Besides adopting the above recommendations to make a NAT's basic “transparent-mode” operation as peer-to-peer friendly as possible, it is helpful for NATs also to support proxy protocols that allow applications to request an explicitly managed presence on the public side of the NAT. Unfortunately, several alternative protocols have been proposed with varying characteristics SOCKS, RSIP, MIDCOM, UPNP, and as of this writing none of them have achieved clear acceptance or dominance in the Internet community. Furthermore, it is not clear yet how well these protocols will work in the increasingly common “Twice NAT” situation where clients are located behind multiple levels of NAT, especially if the NATs are from different vendors, support different features and policies, and are under different administrative domains. (In the common case, one is owned and managed by the ISP and the other by the end user.) For these reasons, this document makes no attempt to explore this issue in detail or to recommend specific proxy protocols for NATs to implement.
Using the UDP hole punching technique in peer-to-peer applications and supporting it in NATs should not create any new security issues. In particular, the technique does not require a NAT firewall to be “promiscuous” in any way about acceping incoming UDP traffic. As long as outgoing UDP sessions are enabled and the firewall maintains consistent mappings between internal and external UDP ports, the firewall can still filter out all incoming UDP packets except those with (source IP, source port, destination IP, destination port) tuples that exactly match those of active sessions initiated from within the enclave. Filtering incoming traffic aggressively while maintaining consistent mappings thus allows a firewall to be “peer-to-peer friendly” without compromising the standard firewall security principle of rejecting all unsolicited incoming traffic.

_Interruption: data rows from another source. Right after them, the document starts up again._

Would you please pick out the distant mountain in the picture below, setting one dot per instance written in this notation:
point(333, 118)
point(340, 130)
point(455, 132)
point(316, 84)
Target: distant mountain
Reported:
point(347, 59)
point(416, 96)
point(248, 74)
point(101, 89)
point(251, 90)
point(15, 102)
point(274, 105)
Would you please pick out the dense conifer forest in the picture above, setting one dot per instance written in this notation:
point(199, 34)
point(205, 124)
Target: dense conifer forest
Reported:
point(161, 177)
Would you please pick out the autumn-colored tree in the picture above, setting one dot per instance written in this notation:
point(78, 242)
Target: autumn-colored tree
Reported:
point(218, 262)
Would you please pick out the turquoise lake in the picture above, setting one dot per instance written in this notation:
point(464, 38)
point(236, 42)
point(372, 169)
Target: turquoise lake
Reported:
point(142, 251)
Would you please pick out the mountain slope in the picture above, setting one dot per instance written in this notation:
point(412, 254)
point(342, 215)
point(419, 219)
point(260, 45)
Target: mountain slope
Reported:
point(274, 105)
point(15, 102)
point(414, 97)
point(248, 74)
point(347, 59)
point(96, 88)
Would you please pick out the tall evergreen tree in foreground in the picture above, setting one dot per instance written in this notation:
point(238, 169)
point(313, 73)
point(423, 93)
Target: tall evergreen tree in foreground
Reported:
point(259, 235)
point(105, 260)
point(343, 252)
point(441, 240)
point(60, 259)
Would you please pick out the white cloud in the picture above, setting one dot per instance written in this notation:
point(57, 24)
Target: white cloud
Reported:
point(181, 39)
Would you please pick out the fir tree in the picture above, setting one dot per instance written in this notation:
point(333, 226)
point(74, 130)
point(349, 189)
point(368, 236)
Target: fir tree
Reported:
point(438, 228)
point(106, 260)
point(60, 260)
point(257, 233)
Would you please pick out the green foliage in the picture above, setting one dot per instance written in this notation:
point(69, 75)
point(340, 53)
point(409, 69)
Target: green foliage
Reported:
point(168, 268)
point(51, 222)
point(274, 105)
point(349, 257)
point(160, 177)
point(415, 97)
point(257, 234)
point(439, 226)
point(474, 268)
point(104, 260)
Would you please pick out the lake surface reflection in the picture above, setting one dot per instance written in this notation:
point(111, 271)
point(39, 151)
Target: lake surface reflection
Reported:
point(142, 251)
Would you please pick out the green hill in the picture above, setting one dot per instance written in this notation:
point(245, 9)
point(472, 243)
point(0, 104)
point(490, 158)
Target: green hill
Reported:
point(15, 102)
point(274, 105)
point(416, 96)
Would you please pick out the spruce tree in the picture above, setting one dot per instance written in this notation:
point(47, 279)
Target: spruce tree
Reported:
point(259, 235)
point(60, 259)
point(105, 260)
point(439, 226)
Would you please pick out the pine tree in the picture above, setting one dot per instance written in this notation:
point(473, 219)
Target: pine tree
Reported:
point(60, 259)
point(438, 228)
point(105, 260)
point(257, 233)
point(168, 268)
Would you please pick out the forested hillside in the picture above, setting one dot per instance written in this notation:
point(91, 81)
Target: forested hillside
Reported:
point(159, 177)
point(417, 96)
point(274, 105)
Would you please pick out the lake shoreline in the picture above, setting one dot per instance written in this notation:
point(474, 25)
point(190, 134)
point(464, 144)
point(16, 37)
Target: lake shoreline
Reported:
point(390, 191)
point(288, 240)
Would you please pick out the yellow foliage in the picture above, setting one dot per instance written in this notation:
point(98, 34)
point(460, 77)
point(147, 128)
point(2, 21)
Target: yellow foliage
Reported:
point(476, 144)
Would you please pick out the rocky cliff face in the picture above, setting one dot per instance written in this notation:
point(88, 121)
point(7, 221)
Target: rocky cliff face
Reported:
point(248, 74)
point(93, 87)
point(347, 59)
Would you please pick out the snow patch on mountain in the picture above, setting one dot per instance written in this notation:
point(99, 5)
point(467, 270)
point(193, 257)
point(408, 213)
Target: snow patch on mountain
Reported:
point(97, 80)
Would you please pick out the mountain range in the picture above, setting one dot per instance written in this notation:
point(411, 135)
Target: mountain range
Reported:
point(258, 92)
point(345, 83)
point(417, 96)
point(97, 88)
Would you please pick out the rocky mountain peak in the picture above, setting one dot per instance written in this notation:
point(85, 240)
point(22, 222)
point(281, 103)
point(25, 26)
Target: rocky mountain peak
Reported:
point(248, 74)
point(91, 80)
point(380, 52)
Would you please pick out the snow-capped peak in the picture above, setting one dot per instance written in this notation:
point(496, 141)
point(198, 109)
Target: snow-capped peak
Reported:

It might be argued that maintaining a consistent internal/external port mapping can “leak” some information to the outside about the applications on the internal network, particularly about the relationships between different UDP sessions that cross the firewall boundary. If the security requirements are so critical that such a subtle information channel is of concern, however, then the firewall almost certainly should not be configured to allow unrestricted outgoing UDP traffic in the first place. Controlling information flow to this degree generally requires that the firewall only allow communication only via tightly-controllable application-level gateways, in which case the firewall can either implement the proper peer-to-peer communication behavior itself or disallow it entirely.